Saturday, April 05, 2008

To: The World / Re: Email Dread

If you've emailed me recently, you may have received my "vacation responder," which indicates that because of a newly dead laptop and some traveling (NY first, Utah now), I'm without meaningful email access. "Sans meaningful email access," the email says. (Today in the shower I considered my choice of the word "sans." It sounds pretentious when I think about it, but then, I usually use it without thinking about it. Thinking about that, I realize that one of the reasons I use it without thinking--sans thinking, if you will (as a great ex-boyfriend once said to me, "Of course I will")--is because I first learned it in Mme. Ulin's seventh-grade French class. Not, NOT a pretentious place to learn a word. Le chat = cat. Parce que = because. Sans = without. Le biftek = steak. Steak? Really? Weird.)

Anyway, the point of this blog is not sans. The point of this blog is my email. I have told some of you this before. (Most recently, tonight, Reed C., who wins the award for being the fourth boy to respond, even unwittingly, to my Hey Boy post.) When I don't check my email regularly--meaning, multiple times a day--I start to dread it. I fear the email. It's not the pile-up, per se. I find a great deal of satisfaction in selecting emails to delete. (I know, I know--I have gmail and I still delete. Reckless. Backward. Something.) It's not the load of emails I dread. It's the content. I'm always afraid that I'm going to get emails that say one of three things:
  1. You're stupid.
  2. I hate you.
  3. You owe us money.
And I do get these emails. They don't say these things this explicitly, usually. They say things like:
  1. You're stupid. AKA "You didn't turn in that journal edit when you were supposed to." "You didn't submit your income tax form when you were supposed to." "Your library books, which you thought you returned, you didn't, and they're now overdue."
  2. I hate you. AKA "Oh, it's okay you didn't visit teach me last month. I feel uncomfortable when you come anyway. And I've decided to start attending a family ward." "Yeah, I'm not sure I'm going to be able to come have lunch with/go to church with/ever see you again. Have a great summer!" "Sarah, I know we haven't talked in a while. Since our last date, in fact. I'm doing great. I'm dating X." "You left the house a mess. We will discuss this when we return. Or not." "I just got the test back that you graded. I think your grading policies are irrational and flawed, and the professor has said he will back me up on that."
  3. You owe us money. AKA "Your credit card/car insurance/health insurance/rent/utilities/library fine/bar review course/bar exam/income tax/chipping-in-for-so-and-so's-birthday is now overdue. Please pay up. 300%."
Note: Some of the above can fit into more than one category. Also, some of these sentences are a dramatization. I've not received each of them exactly, but I have received each of them essentially. (Thanks, Justin S., for prompting the clarification.)

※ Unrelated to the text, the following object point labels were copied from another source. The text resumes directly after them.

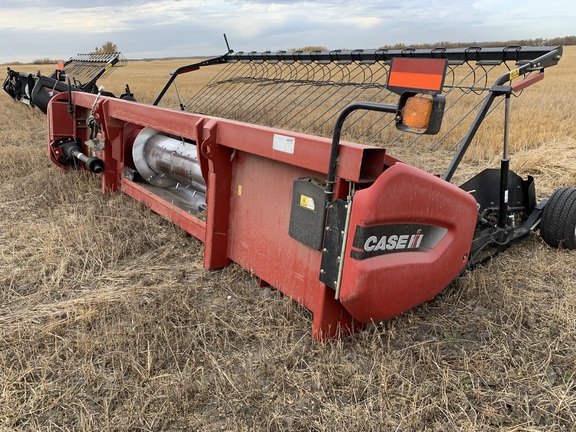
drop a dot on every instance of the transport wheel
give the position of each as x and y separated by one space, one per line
558 224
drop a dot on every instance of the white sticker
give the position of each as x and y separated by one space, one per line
284 144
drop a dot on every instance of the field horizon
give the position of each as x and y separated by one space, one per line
109 322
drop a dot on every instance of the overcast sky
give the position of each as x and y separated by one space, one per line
58 29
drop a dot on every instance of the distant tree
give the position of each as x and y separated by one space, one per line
108 47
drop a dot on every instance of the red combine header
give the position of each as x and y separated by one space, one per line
282 164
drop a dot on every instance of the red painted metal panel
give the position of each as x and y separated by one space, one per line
259 240
179 217
380 287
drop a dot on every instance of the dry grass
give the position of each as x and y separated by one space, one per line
108 321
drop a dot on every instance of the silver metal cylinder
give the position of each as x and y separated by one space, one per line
167 162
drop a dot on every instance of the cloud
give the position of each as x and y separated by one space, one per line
43 28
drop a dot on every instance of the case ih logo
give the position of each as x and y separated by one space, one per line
386 239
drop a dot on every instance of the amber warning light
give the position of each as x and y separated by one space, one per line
418 81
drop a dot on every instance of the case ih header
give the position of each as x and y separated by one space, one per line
348 230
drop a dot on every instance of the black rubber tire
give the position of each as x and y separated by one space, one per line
558 224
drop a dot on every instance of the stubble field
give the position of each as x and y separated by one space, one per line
109 322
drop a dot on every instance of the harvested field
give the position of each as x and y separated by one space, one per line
109 322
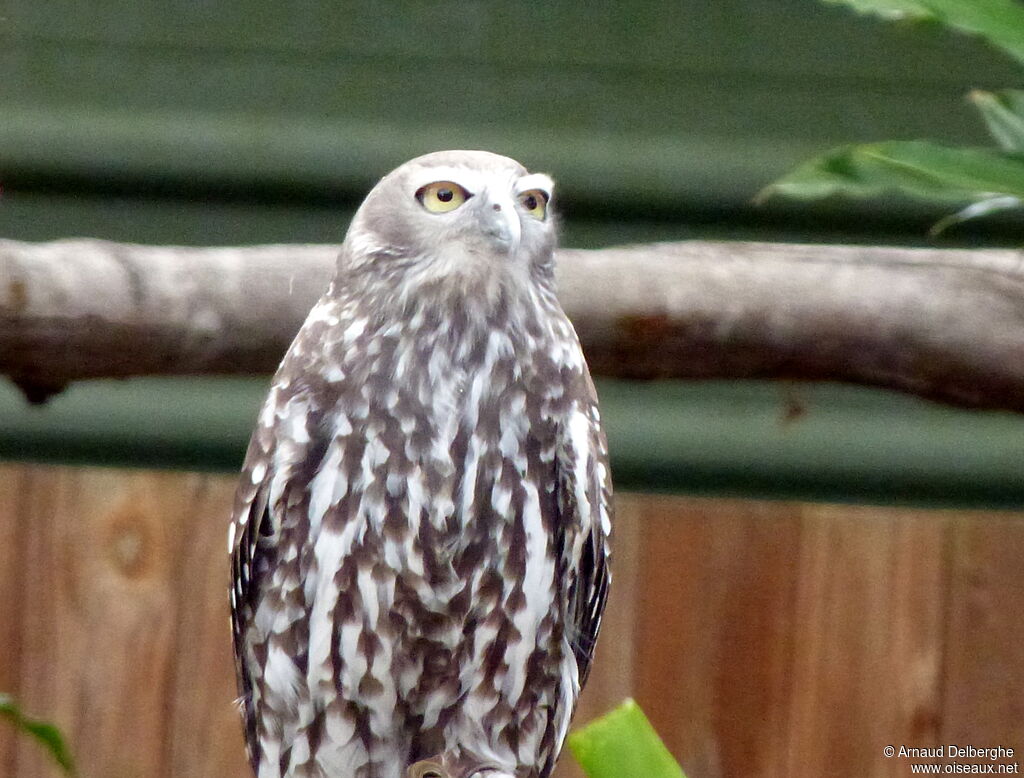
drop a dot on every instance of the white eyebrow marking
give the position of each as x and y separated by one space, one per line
536 181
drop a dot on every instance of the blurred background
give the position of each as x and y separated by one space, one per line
795 589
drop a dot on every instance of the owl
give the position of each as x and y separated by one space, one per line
419 542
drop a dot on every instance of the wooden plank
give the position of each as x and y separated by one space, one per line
868 638
715 633
764 639
984 633
117 646
13 488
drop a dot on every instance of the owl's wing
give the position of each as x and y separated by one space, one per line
250 522
585 505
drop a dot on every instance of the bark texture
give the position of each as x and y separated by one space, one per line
947 325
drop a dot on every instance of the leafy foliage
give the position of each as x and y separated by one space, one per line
45 733
621 743
998 22
990 179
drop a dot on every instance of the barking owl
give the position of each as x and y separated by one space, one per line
419 539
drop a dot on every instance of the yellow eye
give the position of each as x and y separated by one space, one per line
536 203
441 197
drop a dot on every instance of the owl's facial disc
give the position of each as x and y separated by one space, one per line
488 210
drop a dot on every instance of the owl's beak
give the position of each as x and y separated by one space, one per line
501 224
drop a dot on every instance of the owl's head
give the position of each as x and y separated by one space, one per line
455 216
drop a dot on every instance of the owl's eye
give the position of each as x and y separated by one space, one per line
536 203
441 197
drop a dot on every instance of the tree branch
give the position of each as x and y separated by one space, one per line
941 323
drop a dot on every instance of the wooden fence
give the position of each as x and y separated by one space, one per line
763 639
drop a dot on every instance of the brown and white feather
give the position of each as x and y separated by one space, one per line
419 546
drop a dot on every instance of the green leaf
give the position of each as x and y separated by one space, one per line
48 735
998 22
974 211
623 743
916 168
1004 113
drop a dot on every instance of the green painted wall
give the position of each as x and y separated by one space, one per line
665 116
211 123
847 443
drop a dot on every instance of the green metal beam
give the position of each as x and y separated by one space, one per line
749 439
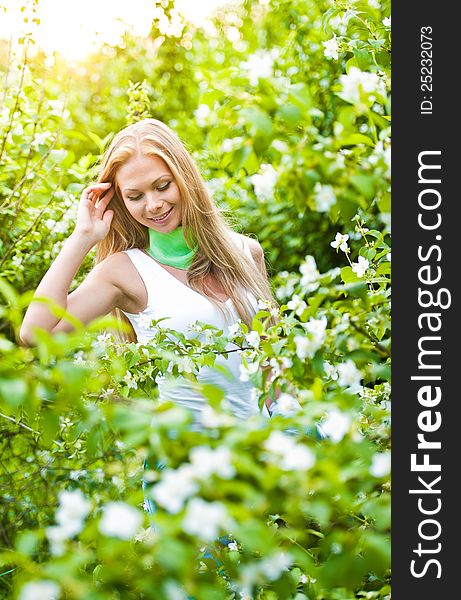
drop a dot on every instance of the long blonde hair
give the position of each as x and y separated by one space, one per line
219 253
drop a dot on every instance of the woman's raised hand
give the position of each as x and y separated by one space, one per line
93 220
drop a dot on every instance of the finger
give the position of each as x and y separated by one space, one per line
96 188
107 217
102 202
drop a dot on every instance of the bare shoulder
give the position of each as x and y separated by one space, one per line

Just listing all of that makes me feel ill. And makes me feel like an irrational worry wort. (Are there worry worts of any other kind?)

But that's the point of this post: to purge. So that's my story. That's what I fear. My email. Admittedly, people are very kind, and God/life/my parents have given me a huge safety net, so the chances that any sum of days away from even my finances is get-over-able. (Another moment brought to me by my socio-economic status.)

Eventually, I confront my email. I weed through it. I delete, respond, apologize, cope, pay up, change. And then I get back on the bandwagon and become an email junkie once more.

But if you or your well-meaning email gets caught in the cross-fire, I apologize. You hate me, I'm stupid, I owe you money, I know. I'll get over it. And I'll write you back.

With love,
Sarah

2 comments:

kt said...

I'm sorry!!!! (thanks for the check...)

Benji said...

sarah. do. you . know. how. great. you. are?